9 December 2014, Source - UN Org.

 

Special Rapporteur on the promotion and protection of human rights and fundamental freedoms while countering terrorism Ben Emmerson. UN Photo/Jean-Marc Ferré

 

9 December 2014 – A United States Senate report has confirmed what the international community has long believed – that there was a clear policy orchestrated at a high level within the Bush Administration which allowed to commit gross violations of international human rights law, the United Nations Special Rapporteur on counter terrorism and human rights said today.

 

Released this afternoon, the so-called Feinstein report, after long-time US Senator Dianne Feinstein who chaired the Senate Select Committee on Intelligence that compiled the document, probes crimes of torture and enforced disappearance of terrorist suspects by the Bush-era CIA.

 

“It has taken four years since the report was finalised to reach this point,” said Ben Emmerson in a statement.

 

Now it is time to take action, he added. “The individuals responsible for the criminal conspiracy revealed in today’s report must be brought to justice, and must face criminal penalties commensurate with the gravity of their crimes,” he said.

 

Identities of the perpetrators, and many other details, have been redacted in the published summary report but are known to the Select Committee and to those who provided the Committee with information on the programme.

 

“The fact that the policies revealed in this report were authorized at a high level within the US Government provides no excuse whatsoever. Indeed, it reinforces the need for criminal accountability,” Mr. Emmerson explained.

 

International law prohibits the granting of immunities to public officials who have engaged in acts of torture. This applies not only to the actual perpetrators but also to those senior officials within the US Government who devised, planned and authorised these crimes.

 

The US is legally obliged, by international law, to bring those responsible to justice. The UN Convention Against Torture and the UN Convention on Enforced Disappearances require States to prosecute acts of torture and enforced disappearance where there is sufficient evidence to provide a reasonable prospect of conviction.

 

“States are not free to maintain or permit impunity for these grave crimes,” Mr. Emmerson said.

 

It is no defence for a public official to claim that they were acting on superior orders. CIA officers who physically committed acts of torture therefore bear individual criminal responsibility for their conduct, and cannot hide behind the authorisation they were given by their superiors.

 

However, the heaviest penalties should be reserved for those most seriously implicated in the planning and purported authorisation of these crimes. Former Bush Administration officials who have admitted their involvement in the programme should also face criminal prosecution.

 

“President Obama made it clear more than five years ago that the US Government recognizes the use of waterboarding as torture. There is therefore no excuse for shielding the perpetrators from justice any longer. The US Attorney General is under a legal duty to bring criminal charges against those responsible,” he said.

 

Torture is a crime of universal jurisdiction. The perpetrators may be prosecuted by any other country they may travel to. However, the primary responsibility for bringing them to justice rests with the US Department of Justice and the Attorney General.

 

Independent experts or special rapporteurs are appointed by the Geneva-based Council to examine and report back on a country situation or a specific human rights theme. The positions are honorary and the experts are not UN staff, nor are they paid for their work.

 

Source - http://www.un.org/apps/news/st...D=49560#.VIn87sm8qpw

FM

Washington (CNN) -- Former Vice President Dick Cheney called a Senate panel's report on U.S. interrogation tactics during George W. Bush's administration is "deeply flawed" and a "terrible piece of work."

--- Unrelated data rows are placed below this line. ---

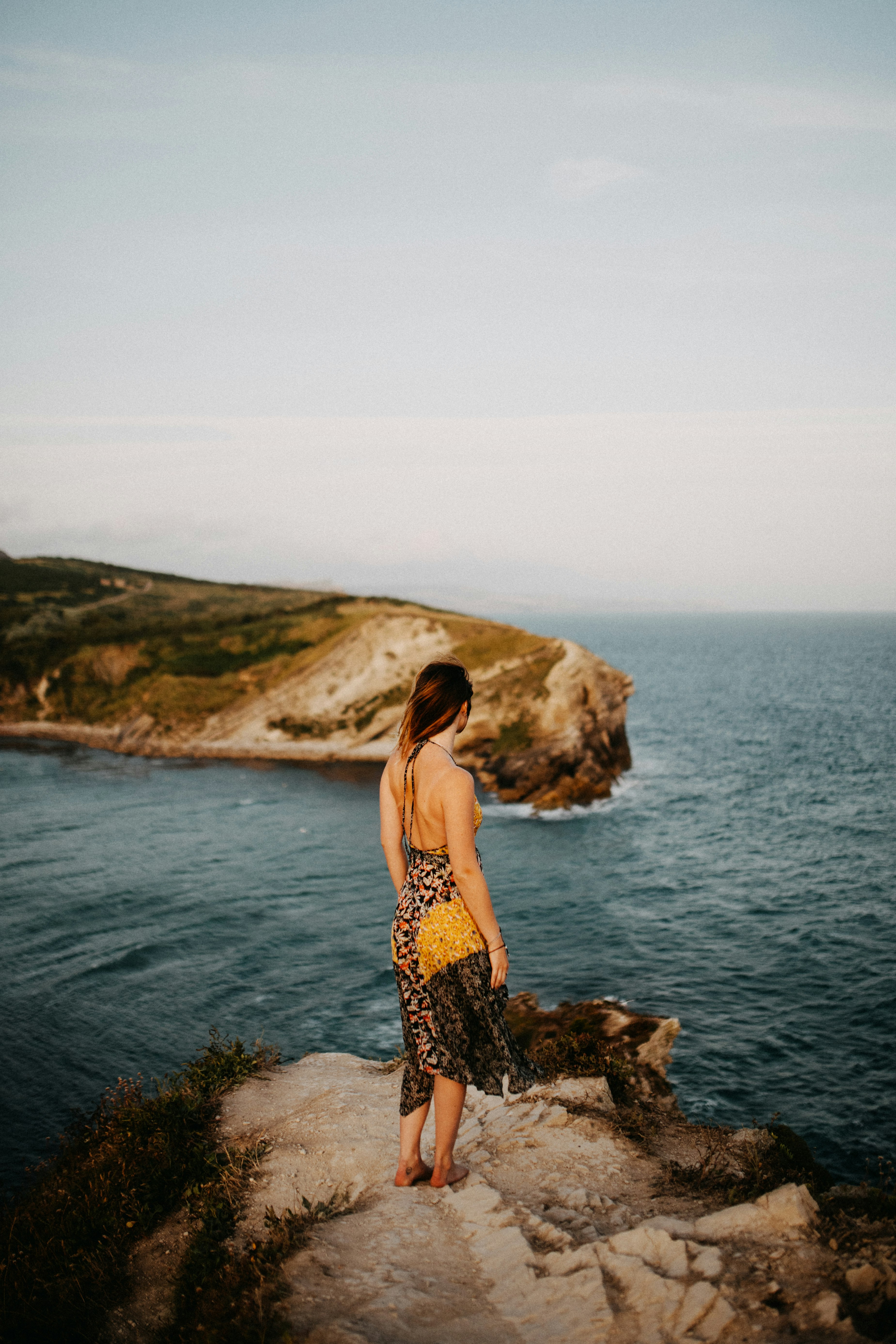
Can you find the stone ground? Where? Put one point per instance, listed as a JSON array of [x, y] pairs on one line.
[[558, 1233]]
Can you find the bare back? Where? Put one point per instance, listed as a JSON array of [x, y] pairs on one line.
[[428, 777]]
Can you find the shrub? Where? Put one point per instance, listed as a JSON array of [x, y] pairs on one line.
[[65, 1241], [584, 1055]]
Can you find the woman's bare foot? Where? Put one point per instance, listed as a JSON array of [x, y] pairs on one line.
[[410, 1172], [448, 1175]]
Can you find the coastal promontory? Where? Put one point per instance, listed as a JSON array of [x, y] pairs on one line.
[[156, 664]]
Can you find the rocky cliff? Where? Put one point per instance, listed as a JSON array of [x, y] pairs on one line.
[[569, 1226], [160, 666]]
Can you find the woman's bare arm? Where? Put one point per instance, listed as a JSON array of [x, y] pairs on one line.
[[457, 806], [391, 834]]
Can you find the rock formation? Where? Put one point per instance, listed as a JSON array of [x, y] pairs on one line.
[[313, 679], [559, 1233]]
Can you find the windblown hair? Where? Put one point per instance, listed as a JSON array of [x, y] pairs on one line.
[[440, 691]]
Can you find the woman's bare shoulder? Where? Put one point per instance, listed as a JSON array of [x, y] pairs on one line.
[[459, 783]]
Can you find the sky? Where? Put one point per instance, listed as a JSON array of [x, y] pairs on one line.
[[557, 303]]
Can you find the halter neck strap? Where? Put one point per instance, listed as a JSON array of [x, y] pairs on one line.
[[410, 761]]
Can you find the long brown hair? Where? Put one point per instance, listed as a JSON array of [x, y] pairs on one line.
[[441, 689]]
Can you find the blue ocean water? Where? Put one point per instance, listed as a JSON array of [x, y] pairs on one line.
[[742, 878]]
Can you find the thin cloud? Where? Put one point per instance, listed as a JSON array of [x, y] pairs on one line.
[[579, 179], [753, 105]]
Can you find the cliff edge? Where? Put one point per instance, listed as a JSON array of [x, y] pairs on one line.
[[159, 666], [568, 1228]]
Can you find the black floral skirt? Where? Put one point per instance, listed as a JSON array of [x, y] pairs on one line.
[[452, 1019]]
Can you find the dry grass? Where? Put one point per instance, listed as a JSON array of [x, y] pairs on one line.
[[66, 1240]]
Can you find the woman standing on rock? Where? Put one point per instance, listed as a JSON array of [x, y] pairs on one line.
[[449, 956]]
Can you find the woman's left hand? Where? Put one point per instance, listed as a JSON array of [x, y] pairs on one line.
[[500, 967]]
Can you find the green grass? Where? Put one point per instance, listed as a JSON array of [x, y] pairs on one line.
[[762, 1167], [233, 1296], [584, 1055], [66, 1238], [514, 737]]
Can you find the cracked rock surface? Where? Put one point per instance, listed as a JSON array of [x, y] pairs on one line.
[[557, 1234]]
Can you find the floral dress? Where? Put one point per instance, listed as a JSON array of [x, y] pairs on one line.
[[452, 1019]]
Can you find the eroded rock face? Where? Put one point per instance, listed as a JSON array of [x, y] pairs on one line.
[[644, 1041], [547, 725], [546, 1240]]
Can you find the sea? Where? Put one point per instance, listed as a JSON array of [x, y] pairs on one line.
[[742, 878]]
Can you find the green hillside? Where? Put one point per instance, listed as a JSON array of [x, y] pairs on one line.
[[92, 643]]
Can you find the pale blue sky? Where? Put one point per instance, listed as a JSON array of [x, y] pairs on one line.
[[656, 216]]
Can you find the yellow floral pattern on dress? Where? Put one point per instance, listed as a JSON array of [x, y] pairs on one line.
[[446, 935]]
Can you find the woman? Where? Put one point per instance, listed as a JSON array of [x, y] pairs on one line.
[[451, 959]]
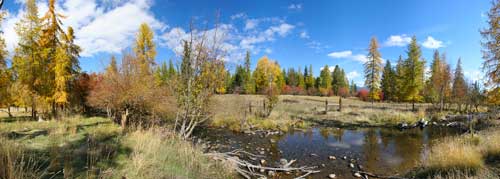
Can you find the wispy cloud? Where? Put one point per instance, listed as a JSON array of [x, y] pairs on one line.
[[295, 7], [304, 35], [348, 55], [432, 43], [341, 54], [474, 75], [352, 75], [251, 24], [238, 16], [236, 40]]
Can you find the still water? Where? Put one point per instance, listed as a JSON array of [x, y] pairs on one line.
[[381, 151]]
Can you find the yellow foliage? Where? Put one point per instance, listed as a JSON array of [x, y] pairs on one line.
[[267, 74]]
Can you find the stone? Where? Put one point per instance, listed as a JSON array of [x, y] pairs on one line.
[[357, 175], [283, 161], [360, 167]]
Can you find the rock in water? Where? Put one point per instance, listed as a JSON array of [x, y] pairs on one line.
[[351, 165], [403, 125], [283, 161], [262, 161]]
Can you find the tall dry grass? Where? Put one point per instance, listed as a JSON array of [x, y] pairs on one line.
[[464, 156], [156, 153], [16, 164]]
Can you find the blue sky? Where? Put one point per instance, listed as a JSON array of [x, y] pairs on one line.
[[295, 33]]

"The report's full of crap," he said in an interview with Fox News on Wednesday evening.

 

Should we take him seriously?

FM
Originally Posted by Cobra:

Washington (CNN) -- Former Vice President Dick Cheney called a Senate panel's report on U.S. interrogation tactics during George W. Bush's administration is "deeply flawed" and a "terrible piece of work."

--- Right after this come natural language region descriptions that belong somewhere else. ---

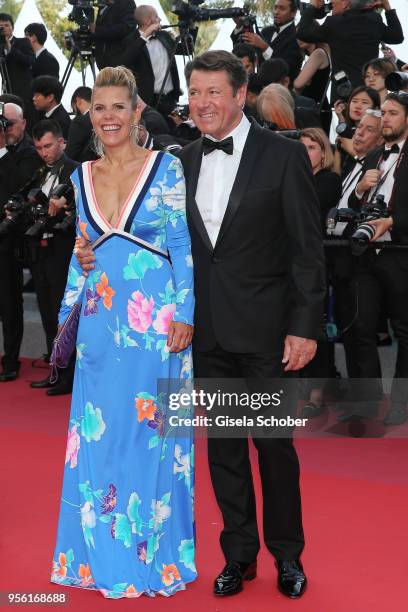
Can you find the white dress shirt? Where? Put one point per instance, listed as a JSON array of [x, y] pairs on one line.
[[268, 53], [159, 59], [217, 176]]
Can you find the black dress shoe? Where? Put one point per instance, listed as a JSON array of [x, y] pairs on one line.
[[8, 375], [397, 415], [229, 582], [291, 578], [42, 384], [60, 389]]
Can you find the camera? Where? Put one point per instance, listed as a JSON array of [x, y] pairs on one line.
[[362, 231], [343, 85]]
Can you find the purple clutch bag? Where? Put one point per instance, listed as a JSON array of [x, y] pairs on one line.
[[65, 340]]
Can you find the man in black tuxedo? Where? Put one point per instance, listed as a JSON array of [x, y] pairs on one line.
[[18, 162], [19, 59], [47, 95], [147, 54], [45, 63], [385, 274], [259, 285], [353, 34], [113, 23], [279, 40]]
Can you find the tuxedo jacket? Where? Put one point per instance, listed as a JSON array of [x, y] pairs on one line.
[[45, 64], [61, 116], [265, 276], [137, 58], [285, 46], [113, 23], [399, 200], [19, 61]]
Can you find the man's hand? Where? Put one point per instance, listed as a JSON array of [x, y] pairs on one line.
[[56, 204], [84, 255], [369, 180], [255, 40], [381, 226], [179, 337], [298, 352]]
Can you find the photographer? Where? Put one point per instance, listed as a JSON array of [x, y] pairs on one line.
[[383, 273], [278, 40], [113, 23], [18, 162], [147, 54], [353, 32], [47, 96], [50, 249], [45, 63]]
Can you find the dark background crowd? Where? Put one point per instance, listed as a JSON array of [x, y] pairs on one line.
[[316, 67]]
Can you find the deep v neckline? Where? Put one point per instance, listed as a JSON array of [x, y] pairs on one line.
[[129, 198]]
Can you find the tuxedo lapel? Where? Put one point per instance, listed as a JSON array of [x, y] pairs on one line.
[[192, 167], [249, 155]]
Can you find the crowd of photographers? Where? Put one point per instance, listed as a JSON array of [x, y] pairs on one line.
[[360, 177]]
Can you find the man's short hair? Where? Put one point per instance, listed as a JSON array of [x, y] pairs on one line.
[[48, 85], [401, 97], [6, 17], [44, 127], [273, 71], [219, 61], [245, 50], [38, 30], [83, 92]]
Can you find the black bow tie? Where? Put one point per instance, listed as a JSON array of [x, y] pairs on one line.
[[387, 152], [226, 145]]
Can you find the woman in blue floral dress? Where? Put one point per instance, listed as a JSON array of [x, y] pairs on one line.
[[126, 523]]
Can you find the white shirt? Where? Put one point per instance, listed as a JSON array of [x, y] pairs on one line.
[[217, 176], [267, 54], [159, 59]]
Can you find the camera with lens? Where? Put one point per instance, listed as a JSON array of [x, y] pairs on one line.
[[361, 232], [343, 85], [16, 210], [39, 204]]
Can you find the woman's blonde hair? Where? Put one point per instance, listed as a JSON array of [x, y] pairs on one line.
[[275, 104], [319, 136], [118, 76]]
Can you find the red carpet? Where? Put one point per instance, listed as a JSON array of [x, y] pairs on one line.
[[355, 501]]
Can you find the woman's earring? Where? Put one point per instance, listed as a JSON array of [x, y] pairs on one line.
[[97, 145]]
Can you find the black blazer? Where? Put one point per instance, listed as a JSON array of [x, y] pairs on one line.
[[19, 61], [113, 24], [285, 46], [265, 277], [398, 203], [45, 64], [79, 139], [61, 116], [137, 58], [353, 37]]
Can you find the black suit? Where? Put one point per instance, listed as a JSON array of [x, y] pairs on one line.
[[16, 168], [384, 276], [113, 24], [137, 58], [19, 60], [264, 279], [45, 64], [79, 144], [353, 37], [286, 47], [61, 116]]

"The report's full of crap," he said in an interview with Fox News on Wednesday evening.

 

Should we take him seriously?

The World Court should drag his Ass there to be prosecuted!!!!

Nehru

Washington (CNN) -- CIA Director John Brennan on Thursday defended harsh interrogation techniques as providing "useful" information to authorities, including in the raid that led to the death of Osama bin Laden. But he said it is "unknowable" what information could specifically be attributed to those techniques.

 

Should we take him seriously?

FM

John Brennan, CIA Director, made it quite clear that ...

 

1. US_of_A has the right to exercise all form of torture.

2. US_of_A then determines what is right, plausible and wrong.

3. US_of_A continues its activities as normal.

4. Countries must comply with the actions of the US_of_A.

FM

What I do find quite confusing is;

 

Our countries train these soldiers to kill,they are trained killers,their brains have been bombarded with taking the enemy out, they go out and kill, they are charged for killing, hmmmm!